Emotionally gut-wrenching and difficult, Jennifer Kent’s followup to “The Babadook” is an important film.

The somewhat negative grumble about “The Nightingale” should be discounted. Some have bemoaned the graphic handling of rape and violence against women, wondering whether our critical acceptance of such depictions are related to the fact that the film is written and directed by a woman. My feeling is that this brutal piece of cinema is utterly authentic, and the perspective of its filmmaker helps to set it apart, floating in the shark-infested sea of lesser films that have exploited rape as a special effect.

Aisling Franciosi takes up arms in search of outback justice.
Photo by Matt Nettheim

It’s 1825, in a British penal colony in Tasmania, 21-year-old Clare (Aisling Franciosi) is counting the days until she is given her freedom. The Irish convict has served the colony and the desires of officer Hawkins (Sam Claflin) without incident, and now, looks forward to the release that she’s earned. But when her husband becomes aware of Hawkins’ liberties with Clare, he seeks justice, in a place and time where his kind have no voice. After a terrible sequence of tragic events, Clare takes up a journey for justice, as well. What Clare and her Aboriginal guide Billy (Baykali Ganambarr) find in the outback is a special kind of retribution that will never make anything right.

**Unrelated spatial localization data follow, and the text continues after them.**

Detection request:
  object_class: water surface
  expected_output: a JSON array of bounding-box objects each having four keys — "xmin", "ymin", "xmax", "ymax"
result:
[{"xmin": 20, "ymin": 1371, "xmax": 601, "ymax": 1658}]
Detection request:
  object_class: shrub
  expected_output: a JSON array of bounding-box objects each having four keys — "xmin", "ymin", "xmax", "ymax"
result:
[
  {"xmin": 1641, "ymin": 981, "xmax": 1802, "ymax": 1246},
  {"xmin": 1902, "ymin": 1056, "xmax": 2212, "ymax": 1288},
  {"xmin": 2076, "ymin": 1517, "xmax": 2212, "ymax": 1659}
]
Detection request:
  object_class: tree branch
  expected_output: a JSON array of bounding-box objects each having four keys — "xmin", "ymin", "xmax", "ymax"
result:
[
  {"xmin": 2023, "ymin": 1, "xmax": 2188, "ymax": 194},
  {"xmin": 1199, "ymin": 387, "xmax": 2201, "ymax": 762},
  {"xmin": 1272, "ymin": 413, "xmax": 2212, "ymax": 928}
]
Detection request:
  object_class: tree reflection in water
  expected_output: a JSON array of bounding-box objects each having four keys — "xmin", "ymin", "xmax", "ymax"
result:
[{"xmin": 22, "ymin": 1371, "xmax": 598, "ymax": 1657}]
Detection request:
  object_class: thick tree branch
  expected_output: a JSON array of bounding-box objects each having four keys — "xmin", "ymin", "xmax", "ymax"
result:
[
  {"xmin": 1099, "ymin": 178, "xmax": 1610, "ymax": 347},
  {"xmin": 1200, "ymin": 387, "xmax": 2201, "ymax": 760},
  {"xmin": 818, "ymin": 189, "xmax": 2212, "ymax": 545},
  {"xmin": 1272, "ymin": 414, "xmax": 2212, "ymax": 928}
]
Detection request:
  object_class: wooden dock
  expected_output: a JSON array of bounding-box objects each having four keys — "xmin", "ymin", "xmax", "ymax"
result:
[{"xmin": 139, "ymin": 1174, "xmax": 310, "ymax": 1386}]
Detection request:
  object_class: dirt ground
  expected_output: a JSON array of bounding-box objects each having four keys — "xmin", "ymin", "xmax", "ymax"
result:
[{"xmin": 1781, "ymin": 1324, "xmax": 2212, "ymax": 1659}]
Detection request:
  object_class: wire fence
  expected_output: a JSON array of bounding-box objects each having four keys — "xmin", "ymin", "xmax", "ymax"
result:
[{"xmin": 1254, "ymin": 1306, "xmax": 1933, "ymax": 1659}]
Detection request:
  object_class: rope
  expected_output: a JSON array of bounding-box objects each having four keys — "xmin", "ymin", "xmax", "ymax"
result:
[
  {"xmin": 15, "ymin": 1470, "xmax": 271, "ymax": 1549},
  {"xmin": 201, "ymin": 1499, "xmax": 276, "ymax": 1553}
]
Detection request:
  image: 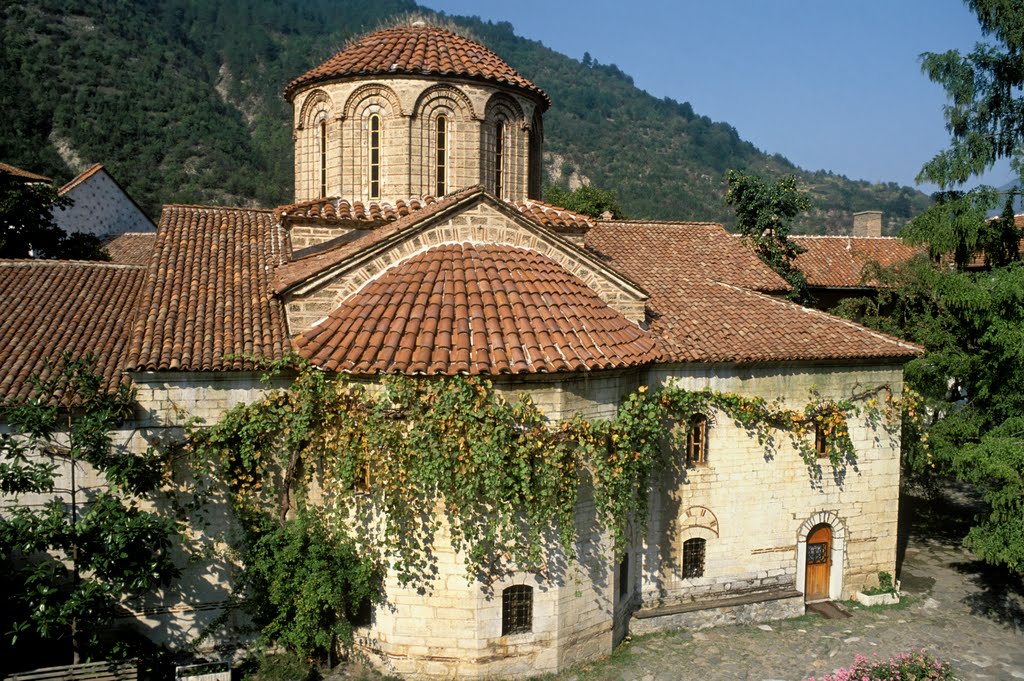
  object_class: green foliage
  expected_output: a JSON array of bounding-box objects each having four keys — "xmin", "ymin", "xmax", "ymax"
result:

“The Nightingale” is raw. Its unyielding forward progress is unrelenting and rather dour. It’s true, so true to the story that, I think, Kent wants to convey. And the graphic violence thrusts home inhumanity like few films of recent vintage. Unlike the whimsy that helped soften, for the tender-hearted, her brilliant horror film “The Babadook,” this movie never lets you forget the real horror of that time, that place, and what it meant to be considered a lesser sort of being, wrongfully based upon one’s gender, nationality, or race.

Baykali Ganambarr, in his screen debut, as Billy, makes a strong impression.
Photo by Matt Nettheim

Aisling Franciosi, who played the older Lyanna Stark in HBO’s “Game of Thrones,” is impressive as Clare. Her character’s single-minded campaign requires Franciosi to be hard when it matters, and to break down when it’s impossible not to. The role also requires her to sing an Irish ballad, which she does quite well, showing her versatility.

Along side Franciosi is Baykali Ganambarr in, literally, his first on-screen appearance, according to IMDB. Ganambarr is pretty amazing here. As Billy, his character evolves on screen along with Clare, as the two deal with unspeakable events. And the instrument of much of their torment is Hawkins, played by the normally very likable and handsome Sam Claflin. All three leads are well-cast.

Sam Claflin plays the handsome and privileged monster, officer Hawkins.
Photo by Matt Nettheim

The film is shot and presented in the 1.37:1 aspect ratio, often referred to as Academy. This is becoming more and more common as auteurs seek to narrow the field of view to suit their particular point of view. However, I wonder if this decision makes the visuals seem more intimate and personal, or does it distract from the grandness of the outback environments (albeit most of the scenes are shot in heavily wooded forests or jungle)? I’d like to hear from readers with their thoughts on the aspect ratio changes that are currently en vogue.

Kent’s display of sexual violence and the aftermath give us a unique view. “The Nightingale” is anything, if not provocative, which should further the necessary conversation.